The book I was most sceptical about came with a black cover and the menacing title “Developer Hegemony” by Erik Dietrich. It’s not a book about software development, it is a book about the industry of software development and why it is fundamentally different than “traditional” industries. And it is a book that promises an outlook on “the future of labor”, at least for us developers. Spoiler: It’s not about taking over the world, as the cover image suggests. It’s about finding your way in an industry that is in very high demand and mostly consists of players that play by the rules of an entirely different game: industrial manufacturing.

Let’s have a short overview about the content: My impression of the book was that it consists of three parts, even if there are five distinct parts in the table of contents:

  • The first part takes a good hard look on the current situation and identifies the losers and “winners” of the game. It introduces a taxonomy of industry employees that all give up on something in exchange for some personal gain. What that something is depends on the worker type. This is like the setting up on a chess board. You get to know the pieces and their characteristics and realize that they are mostly pawn cannon fodder.
  • The second part puts the taxonomy in action and describes the carnage unfolding on the chess board. The grim message is that the only winning move is to own the board itself and make up the rules, but never participate in the game. And if you find yourself on the board, keep moving sideways like the bishop and change your color often. Don’t associate with any team and don’t engage in any stalemate situations. The author describes the “delivery game” very illustrative: If you are responsible of delivering something, you might succeed, but you can also fail. If you are only responsible of counseling a delivery, you can attach yourself to success and detach from failure more easily. Be the bishop and evade delivery responsibility by an elegant sidestep. This part is especially gruesome because it describes in detail how technical expertise in software development is a recipe to remain at the center of the delivery game. It makes every passionate developer’s heart ache.
  • The third and last part shows an alternative to the “own the board or be a pawn” dichotomy. Emotionally, it rescues the developer enthusiast. The message is soothing: You can continue to develop software, but you have to step up and own the results of your development, too. This means effectively being self-employed and acting like a business entity. Yes, I’ve said it wrong: I meant being self-employed and being a business entity. You can probably count on being in high demand for years to come, so the step from “developer” to “entrepreneur” is not as big as you probably are afraid of. And you don’t need to be strictly alone: Find partners and associate with them. But don’t stop being your own business entity. Don’t shed your self-confidence: You are the world’s most sought-after expert.

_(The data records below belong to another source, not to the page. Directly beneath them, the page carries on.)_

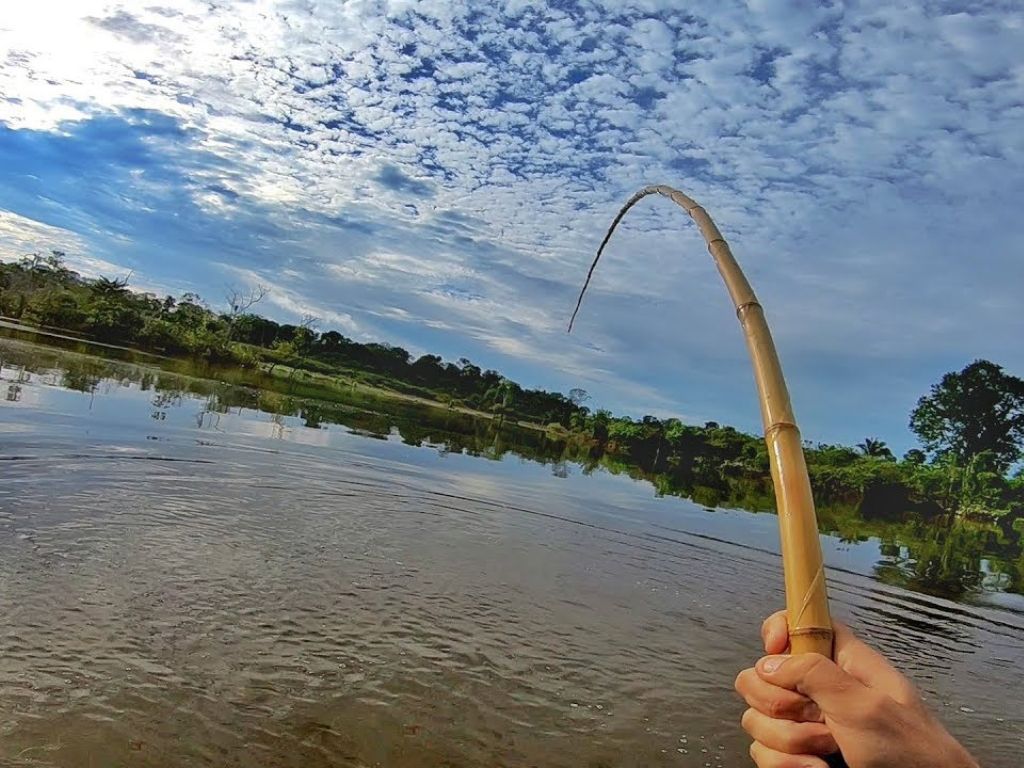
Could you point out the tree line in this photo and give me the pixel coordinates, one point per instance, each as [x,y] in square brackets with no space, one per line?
[970,425]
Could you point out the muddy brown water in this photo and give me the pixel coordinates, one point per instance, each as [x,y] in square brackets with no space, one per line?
[190,588]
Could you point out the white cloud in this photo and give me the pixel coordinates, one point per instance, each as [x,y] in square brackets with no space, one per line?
[864,159]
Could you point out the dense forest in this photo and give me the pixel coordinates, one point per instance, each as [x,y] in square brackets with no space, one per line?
[971,425]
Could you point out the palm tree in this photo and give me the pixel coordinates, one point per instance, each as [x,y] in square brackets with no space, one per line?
[875,449]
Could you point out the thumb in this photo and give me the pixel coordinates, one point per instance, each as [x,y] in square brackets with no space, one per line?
[816,677]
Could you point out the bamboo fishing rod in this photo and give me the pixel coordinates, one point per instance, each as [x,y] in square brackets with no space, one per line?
[806,598]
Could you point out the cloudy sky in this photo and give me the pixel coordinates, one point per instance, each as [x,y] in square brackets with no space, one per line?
[437,174]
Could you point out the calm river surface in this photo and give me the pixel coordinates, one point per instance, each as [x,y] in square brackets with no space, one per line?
[188,585]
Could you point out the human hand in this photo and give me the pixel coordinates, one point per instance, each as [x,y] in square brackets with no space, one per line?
[806,707]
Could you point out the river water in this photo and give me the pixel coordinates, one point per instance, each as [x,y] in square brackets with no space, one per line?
[188,585]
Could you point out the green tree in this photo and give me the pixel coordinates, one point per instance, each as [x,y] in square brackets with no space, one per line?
[876,449]
[914,456]
[979,409]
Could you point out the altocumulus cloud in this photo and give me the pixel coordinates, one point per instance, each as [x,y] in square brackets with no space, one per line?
[437,175]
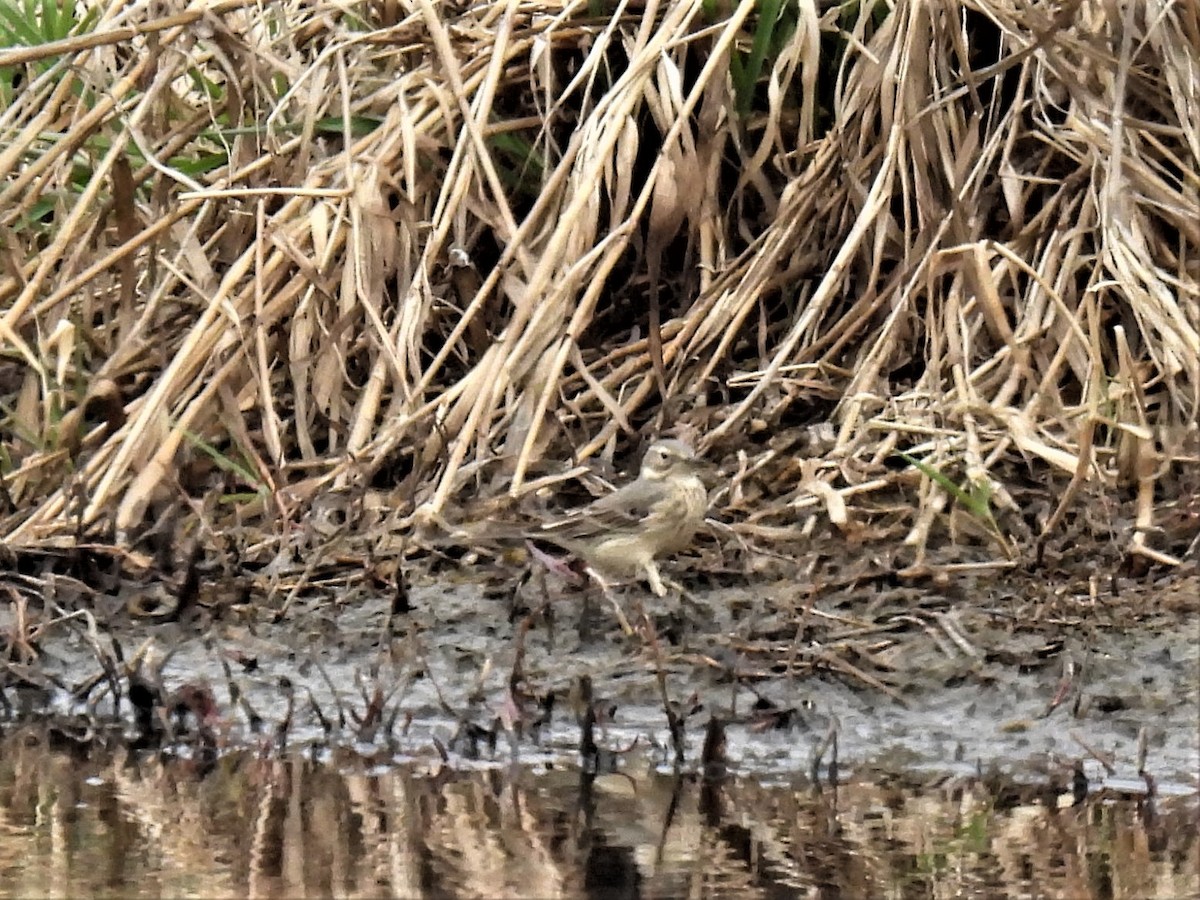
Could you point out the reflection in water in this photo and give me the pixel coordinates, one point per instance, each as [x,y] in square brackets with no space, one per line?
[127,825]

This book left me speechless. I’ve founded my company nearly twenty years ago without Erik Dietrich’s experience, just based on my beliefs that I couldn’t even articulate. And now he spelled them out for me in detail. Don’t get me wrong: My company is different from Erik Dietrich’s ideal of an “efficiencer company” in many details, but in the root of the matter, this book describes my strategic business alignment and my reasons for it perfectly.

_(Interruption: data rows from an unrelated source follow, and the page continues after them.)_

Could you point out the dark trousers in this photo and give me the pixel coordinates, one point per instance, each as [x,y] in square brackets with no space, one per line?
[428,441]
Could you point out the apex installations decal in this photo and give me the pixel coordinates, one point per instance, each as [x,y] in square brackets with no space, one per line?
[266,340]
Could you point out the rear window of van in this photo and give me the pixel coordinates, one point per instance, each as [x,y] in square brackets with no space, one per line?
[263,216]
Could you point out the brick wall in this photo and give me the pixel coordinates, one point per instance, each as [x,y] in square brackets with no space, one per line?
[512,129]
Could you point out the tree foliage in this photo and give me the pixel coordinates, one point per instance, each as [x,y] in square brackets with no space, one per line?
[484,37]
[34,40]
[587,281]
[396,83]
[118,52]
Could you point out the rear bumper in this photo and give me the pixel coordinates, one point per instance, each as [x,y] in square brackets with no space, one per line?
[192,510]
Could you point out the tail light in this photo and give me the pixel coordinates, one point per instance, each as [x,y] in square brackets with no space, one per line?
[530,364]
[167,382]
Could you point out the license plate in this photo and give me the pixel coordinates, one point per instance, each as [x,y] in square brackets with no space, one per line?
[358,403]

But even besides my own affection to the topic, the book provides a crystal clear view on the software industry and a lot food for thought. Even if you don’t plan to leave your corporate job anytime soon, you should at least be clear about the mechanics of the game you participate in. The rules might differ from company to company, but the mechanics stay the same.

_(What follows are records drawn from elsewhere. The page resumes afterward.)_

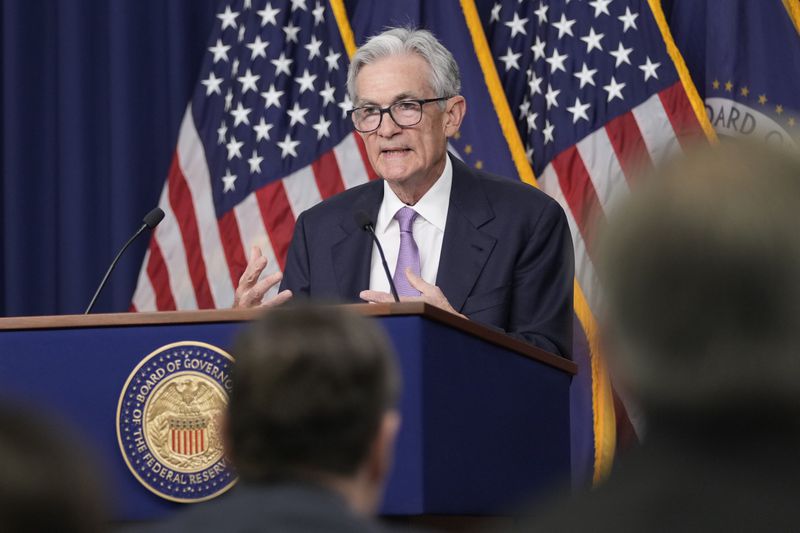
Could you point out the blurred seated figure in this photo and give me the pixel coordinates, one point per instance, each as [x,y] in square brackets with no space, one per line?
[46,481]
[702,273]
[311,425]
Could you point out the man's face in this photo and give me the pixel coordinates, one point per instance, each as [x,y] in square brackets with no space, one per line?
[411,157]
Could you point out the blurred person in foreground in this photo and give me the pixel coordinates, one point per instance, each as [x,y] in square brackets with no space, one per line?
[311,425]
[47,482]
[702,272]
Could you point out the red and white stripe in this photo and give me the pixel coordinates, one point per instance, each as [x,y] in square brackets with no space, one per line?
[590,178]
[195,260]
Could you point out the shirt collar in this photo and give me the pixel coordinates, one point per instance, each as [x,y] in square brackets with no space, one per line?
[432,206]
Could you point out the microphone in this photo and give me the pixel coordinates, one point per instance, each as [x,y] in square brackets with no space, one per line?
[365,222]
[151,220]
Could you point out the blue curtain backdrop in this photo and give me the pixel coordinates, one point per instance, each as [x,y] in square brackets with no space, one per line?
[92,96]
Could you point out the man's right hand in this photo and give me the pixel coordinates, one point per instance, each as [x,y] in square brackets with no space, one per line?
[250,291]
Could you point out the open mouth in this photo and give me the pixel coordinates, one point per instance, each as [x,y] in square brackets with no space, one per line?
[392,152]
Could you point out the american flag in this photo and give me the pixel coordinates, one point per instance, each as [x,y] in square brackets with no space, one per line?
[600,94]
[265,136]
[597,98]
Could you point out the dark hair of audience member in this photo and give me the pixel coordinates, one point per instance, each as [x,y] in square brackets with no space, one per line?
[310,387]
[702,272]
[46,481]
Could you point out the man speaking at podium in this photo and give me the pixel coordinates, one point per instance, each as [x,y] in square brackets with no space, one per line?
[494,250]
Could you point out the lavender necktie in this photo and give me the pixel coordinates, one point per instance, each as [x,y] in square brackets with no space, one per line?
[408,256]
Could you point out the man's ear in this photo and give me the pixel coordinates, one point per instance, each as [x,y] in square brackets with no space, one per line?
[454,114]
[382,449]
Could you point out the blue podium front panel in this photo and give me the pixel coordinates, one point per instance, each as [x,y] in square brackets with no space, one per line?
[481,426]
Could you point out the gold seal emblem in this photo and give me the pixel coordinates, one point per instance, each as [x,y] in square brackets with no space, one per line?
[169,421]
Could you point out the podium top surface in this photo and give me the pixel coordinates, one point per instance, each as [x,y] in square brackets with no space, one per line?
[241,315]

Do yourself a favor and read this book. You don’t have to change anything about your job situation, but you are invited to think about your stance and position in this industry. For my last sentence in this blog entry, let me spoil you one main difference of our industry in comparison to others: If all you need to develop first-class software is a decent notebook and some coffee, why are you still depending on your employer to provide both for you in exchange of all the surplus of your work? That’s the world’s most expensive coffee.